Ces pratiques inquiétantes se sont poursuivies même après que des dizaines de juristes ont qualifié ce qui se passe en Palestine de « cas d'école de génocide » et qu'un groupe de pays, emmené par l'Afrique du Sud, a entamé une procédure contre Israël pour génocide devant la Cour internationale de justice.
J'ai l'impression que nous sommes revenus en 2001. Les médias US causent à nouveau du tort aux communautés qui ont peur de partager leurs histoires en raison d'une couverture unilatérale et hostile. Ils ne parviennent toujours pas à demander des comptes à ceux qui soutiennent et financent une guerre génocidaire avec l'argent de nos impôts.

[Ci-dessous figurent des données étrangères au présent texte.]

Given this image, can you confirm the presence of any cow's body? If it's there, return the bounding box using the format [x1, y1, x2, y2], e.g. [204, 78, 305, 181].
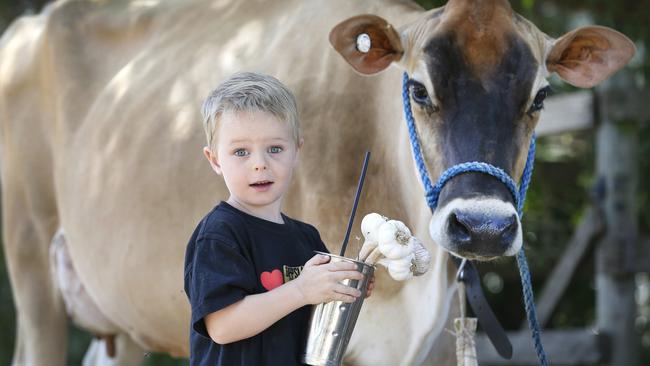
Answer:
[0, 0, 628, 365]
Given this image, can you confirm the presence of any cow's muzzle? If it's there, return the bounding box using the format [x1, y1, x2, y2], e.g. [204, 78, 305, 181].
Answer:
[429, 198, 522, 261]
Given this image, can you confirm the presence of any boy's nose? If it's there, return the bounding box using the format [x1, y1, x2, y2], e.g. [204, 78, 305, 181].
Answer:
[253, 156, 266, 172]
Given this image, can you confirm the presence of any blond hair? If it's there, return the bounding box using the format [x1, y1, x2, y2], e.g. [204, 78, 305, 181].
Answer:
[201, 72, 300, 151]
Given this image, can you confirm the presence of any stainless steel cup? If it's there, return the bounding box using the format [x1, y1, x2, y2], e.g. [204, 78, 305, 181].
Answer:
[302, 252, 374, 366]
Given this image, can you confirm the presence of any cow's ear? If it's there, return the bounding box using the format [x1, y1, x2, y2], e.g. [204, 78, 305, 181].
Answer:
[546, 26, 636, 88]
[330, 15, 404, 75]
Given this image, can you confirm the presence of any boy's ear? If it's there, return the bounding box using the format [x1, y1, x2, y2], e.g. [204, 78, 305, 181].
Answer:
[203, 146, 221, 175]
[293, 139, 305, 167]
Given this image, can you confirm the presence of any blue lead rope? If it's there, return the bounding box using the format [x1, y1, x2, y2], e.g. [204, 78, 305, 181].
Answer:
[402, 73, 548, 366]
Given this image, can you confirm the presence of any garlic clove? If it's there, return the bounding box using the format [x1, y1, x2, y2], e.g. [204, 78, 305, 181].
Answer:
[378, 254, 414, 281]
[361, 212, 388, 242]
[409, 236, 431, 276]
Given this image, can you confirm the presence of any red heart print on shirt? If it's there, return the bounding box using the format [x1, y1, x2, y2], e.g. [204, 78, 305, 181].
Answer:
[260, 269, 284, 291]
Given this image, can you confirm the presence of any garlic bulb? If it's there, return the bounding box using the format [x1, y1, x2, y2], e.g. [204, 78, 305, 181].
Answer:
[377, 220, 413, 259]
[378, 254, 415, 281]
[361, 212, 388, 245]
[359, 239, 377, 262]
[409, 236, 431, 276]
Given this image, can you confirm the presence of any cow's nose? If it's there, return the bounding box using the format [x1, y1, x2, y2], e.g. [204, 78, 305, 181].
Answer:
[447, 210, 519, 256]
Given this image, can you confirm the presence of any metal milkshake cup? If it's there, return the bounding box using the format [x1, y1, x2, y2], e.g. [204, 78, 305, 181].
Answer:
[302, 252, 375, 366]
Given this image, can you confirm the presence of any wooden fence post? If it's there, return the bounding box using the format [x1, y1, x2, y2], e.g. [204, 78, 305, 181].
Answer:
[596, 75, 639, 366]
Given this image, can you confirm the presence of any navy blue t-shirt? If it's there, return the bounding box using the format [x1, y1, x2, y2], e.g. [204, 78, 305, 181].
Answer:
[185, 202, 327, 366]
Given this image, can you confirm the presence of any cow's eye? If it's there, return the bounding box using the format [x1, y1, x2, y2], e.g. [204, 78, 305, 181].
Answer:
[528, 86, 551, 115]
[409, 80, 431, 105]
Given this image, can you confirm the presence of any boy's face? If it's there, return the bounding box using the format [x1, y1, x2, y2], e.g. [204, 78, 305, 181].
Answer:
[204, 111, 302, 212]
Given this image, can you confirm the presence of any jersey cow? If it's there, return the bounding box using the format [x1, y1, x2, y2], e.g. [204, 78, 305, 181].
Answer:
[0, 0, 634, 365]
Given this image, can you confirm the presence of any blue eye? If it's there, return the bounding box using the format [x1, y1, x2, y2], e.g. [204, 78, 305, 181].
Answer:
[233, 149, 248, 157]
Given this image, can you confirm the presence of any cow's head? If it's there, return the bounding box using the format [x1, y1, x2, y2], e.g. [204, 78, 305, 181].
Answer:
[330, 0, 635, 260]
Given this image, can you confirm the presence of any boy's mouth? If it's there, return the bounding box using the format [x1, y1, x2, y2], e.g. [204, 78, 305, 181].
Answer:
[249, 180, 273, 190]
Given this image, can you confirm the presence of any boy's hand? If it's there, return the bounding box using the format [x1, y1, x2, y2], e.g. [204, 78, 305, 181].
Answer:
[290, 254, 363, 304]
[366, 273, 375, 299]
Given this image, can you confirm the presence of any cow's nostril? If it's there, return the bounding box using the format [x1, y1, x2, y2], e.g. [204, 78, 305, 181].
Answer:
[447, 210, 519, 256]
[447, 212, 472, 244]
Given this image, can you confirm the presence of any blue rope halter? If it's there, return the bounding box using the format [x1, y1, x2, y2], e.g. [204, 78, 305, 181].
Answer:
[402, 73, 548, 366]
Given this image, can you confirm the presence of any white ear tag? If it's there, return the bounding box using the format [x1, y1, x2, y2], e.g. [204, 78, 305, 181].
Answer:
[357, 33, 372, 53]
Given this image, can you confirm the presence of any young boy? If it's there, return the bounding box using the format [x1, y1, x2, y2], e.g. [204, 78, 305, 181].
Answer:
[185, 73, 372, 366]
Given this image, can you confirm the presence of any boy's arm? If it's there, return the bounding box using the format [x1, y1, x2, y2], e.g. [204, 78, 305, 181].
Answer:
[204, 255, 363, 344]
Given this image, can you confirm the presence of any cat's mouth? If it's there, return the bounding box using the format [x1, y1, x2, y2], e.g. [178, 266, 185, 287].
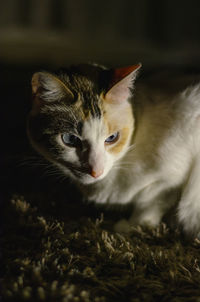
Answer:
[57, 161, 105, 184]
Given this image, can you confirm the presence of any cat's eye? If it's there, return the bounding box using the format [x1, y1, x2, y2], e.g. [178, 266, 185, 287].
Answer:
[105, 132, 119, 144]
[62, 133, 81, 147]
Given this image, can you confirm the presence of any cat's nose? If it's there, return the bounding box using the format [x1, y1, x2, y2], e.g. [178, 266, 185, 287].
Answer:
[90, 169, 104, 178]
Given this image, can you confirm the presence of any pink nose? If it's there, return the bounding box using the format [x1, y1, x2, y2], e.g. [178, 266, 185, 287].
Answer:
[90, 169, 103, 178]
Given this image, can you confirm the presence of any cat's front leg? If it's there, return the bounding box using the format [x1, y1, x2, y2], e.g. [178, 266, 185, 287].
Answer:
[114, 182, 169, 232]
[178, 154, 200, 237]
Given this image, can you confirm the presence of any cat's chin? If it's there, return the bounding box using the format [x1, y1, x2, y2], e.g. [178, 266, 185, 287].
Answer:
[77, 175, 105, 185]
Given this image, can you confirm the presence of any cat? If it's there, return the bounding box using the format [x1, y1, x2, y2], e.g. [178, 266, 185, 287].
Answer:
[27, 64, 200, 236]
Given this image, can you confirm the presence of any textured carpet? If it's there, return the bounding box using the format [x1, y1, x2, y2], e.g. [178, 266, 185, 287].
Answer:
[1, 190, 200, 302]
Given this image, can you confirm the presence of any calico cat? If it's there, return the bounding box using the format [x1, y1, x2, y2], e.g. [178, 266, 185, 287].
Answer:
[28, 64, 200, 235]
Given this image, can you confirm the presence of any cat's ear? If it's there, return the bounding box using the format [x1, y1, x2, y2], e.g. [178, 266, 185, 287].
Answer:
[32, 72, 74, 102]
[104, 63, 142, 104]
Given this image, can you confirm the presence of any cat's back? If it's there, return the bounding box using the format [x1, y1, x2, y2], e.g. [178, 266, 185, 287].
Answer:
[136, 72, 200, 128]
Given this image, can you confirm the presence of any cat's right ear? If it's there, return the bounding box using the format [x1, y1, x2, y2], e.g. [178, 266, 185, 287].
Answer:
[32, 72, 74, 102]
[104, 63, 142, 104]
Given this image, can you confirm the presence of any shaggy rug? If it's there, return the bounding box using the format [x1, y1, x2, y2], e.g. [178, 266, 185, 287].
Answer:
[1, 183, 200, 302]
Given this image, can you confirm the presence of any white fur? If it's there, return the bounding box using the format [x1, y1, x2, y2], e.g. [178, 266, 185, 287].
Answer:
[79, 76, 200, 233]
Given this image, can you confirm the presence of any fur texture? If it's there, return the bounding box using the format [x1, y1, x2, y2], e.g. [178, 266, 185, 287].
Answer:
[28, 65, 200, 235]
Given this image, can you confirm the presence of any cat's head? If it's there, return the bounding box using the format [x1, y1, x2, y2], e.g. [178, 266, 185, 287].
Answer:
[28, 64, 141, 184]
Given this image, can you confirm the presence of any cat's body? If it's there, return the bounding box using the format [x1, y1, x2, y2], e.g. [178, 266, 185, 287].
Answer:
[28, 65, 200, 234]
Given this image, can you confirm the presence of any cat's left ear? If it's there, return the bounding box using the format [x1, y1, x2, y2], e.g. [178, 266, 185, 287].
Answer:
[104, 63, 142, 104]
[31, 72, 74, 102]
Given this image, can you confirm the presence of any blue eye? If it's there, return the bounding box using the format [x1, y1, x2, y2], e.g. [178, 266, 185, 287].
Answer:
[62, 133, 81, 147]
[105, 132, 119, 144]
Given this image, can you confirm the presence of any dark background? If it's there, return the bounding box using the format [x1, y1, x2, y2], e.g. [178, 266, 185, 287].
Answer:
[0, 0, 200, 203]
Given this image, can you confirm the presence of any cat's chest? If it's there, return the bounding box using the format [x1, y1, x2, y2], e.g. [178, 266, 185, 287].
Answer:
[86, 142, 190, 204]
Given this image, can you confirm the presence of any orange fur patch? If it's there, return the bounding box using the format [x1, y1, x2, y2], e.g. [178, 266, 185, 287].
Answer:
[104, 103, 133, 154]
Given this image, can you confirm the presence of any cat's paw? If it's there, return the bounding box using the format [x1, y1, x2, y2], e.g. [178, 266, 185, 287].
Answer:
[114, 219, 131, 233]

Au cours des trois derniers mois, je n'ai vu que des raisons supplémentaires de me détourner du journalisme. Un travail qui exige de la compassion, de l'empathie et une écoute approfondie pour produire des reportages percutants a été détourné par ceux qui oublient le véritable objectif de cette profession. L'industrie de l'information a négligé les bases du reportage, de la vérification des faits et de la recherche de la vérité, répétant des affirmations fausses et non vérifiées avec des conséquences génocidaires.
Les médias US demandent à leurs journalistes de se désintéresser du peuple palestinien ; ils me demandent à moi, journaliste palestinien, de ne pas me soucier du tout du sort de ma famille et de ne pas croire en ses droits fondamentaux à la vie, à la nourriture, à l'eau et à la dignité humaine ; ils me demandent de les déshumaniser volontairement. Des journalistes ont été licenciés pour avoir fait part de leur indignation face au nombre croissant de civils tués ou pour avoir simplement appelé à un cessez-le-feu afin de mettre fin à « l'enfer sur terre », comme l'ont qualifié les Nations unies.

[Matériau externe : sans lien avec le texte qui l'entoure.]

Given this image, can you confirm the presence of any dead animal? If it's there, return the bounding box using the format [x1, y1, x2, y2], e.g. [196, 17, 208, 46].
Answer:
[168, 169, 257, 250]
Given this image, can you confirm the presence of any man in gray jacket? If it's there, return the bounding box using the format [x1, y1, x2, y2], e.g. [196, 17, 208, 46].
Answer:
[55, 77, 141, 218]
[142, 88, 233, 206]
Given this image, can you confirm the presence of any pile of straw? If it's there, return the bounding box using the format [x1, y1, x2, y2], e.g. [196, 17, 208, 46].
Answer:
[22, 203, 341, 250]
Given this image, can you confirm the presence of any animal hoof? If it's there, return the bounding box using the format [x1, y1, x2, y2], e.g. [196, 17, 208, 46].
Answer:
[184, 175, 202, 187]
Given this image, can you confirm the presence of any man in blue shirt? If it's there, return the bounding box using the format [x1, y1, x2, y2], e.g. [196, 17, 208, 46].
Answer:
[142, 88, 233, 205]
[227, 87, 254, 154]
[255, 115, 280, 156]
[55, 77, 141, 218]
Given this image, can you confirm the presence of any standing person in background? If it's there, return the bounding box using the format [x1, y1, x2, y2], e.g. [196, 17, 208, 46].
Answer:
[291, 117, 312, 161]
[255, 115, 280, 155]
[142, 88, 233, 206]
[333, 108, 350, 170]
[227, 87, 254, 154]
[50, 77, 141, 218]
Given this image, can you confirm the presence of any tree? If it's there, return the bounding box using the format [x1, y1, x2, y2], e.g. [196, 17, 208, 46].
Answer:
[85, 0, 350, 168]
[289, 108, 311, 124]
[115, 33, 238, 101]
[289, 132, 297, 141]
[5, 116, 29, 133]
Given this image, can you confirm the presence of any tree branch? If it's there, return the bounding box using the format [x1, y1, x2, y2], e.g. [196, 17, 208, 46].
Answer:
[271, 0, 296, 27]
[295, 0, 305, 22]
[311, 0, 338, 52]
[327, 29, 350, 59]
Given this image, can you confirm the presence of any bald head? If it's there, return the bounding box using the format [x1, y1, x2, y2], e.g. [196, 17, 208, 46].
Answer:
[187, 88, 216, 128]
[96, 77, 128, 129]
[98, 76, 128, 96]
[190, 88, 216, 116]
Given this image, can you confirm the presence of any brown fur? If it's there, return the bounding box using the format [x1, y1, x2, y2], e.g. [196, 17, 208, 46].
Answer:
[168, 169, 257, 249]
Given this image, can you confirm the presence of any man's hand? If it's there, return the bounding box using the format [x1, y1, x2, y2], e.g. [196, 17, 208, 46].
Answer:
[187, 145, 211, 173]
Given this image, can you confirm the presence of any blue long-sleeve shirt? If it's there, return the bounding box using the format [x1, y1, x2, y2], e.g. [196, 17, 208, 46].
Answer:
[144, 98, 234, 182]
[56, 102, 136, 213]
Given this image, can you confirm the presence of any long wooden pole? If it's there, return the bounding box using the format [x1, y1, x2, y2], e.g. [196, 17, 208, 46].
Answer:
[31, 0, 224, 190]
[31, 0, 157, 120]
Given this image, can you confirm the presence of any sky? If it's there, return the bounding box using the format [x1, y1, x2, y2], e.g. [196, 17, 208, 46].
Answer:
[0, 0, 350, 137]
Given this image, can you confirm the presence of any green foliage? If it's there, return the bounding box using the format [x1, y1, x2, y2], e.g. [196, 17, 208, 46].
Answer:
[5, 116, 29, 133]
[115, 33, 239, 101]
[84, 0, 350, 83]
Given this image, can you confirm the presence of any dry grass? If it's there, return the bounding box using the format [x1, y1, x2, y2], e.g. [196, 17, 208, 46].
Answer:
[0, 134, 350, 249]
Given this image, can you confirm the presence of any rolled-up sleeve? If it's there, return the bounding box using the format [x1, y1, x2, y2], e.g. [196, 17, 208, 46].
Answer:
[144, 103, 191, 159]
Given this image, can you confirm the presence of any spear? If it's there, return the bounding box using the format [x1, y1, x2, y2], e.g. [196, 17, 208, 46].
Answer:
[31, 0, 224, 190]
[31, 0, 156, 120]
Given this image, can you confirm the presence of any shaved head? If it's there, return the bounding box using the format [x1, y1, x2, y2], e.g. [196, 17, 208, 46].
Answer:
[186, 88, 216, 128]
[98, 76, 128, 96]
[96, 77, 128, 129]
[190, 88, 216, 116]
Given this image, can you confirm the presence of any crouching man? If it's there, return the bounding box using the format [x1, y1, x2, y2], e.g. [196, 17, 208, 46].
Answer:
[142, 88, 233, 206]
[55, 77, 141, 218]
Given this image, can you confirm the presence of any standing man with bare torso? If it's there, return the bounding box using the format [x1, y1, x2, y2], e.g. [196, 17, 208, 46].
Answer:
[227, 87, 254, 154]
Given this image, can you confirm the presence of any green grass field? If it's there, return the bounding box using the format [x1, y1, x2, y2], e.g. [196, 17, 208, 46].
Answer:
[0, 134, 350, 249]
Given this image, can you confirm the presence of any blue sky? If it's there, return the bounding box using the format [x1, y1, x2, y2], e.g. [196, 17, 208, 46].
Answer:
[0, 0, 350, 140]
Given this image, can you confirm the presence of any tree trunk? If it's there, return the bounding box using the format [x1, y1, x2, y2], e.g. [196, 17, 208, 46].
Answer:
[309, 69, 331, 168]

Je ne crois pouvoir être appréciée en tant que journaliste par une industrie des médias qui délégitime et diabolise les journalistes palestiniens, et qui permet des reportages qui incitent à des attaques contre eux et les justifient. Je ne crois pas que cette industrie m'entendra vraiment si elle refuse d'écouter et donner plus de poids aux voix palestiniennes.
J'ai de l'espoir et je crois que de petits efforts peuvent créer un changement, mais je ne pense pas que cela soit possible dans l'industrie de l'information que nous avons actuellement.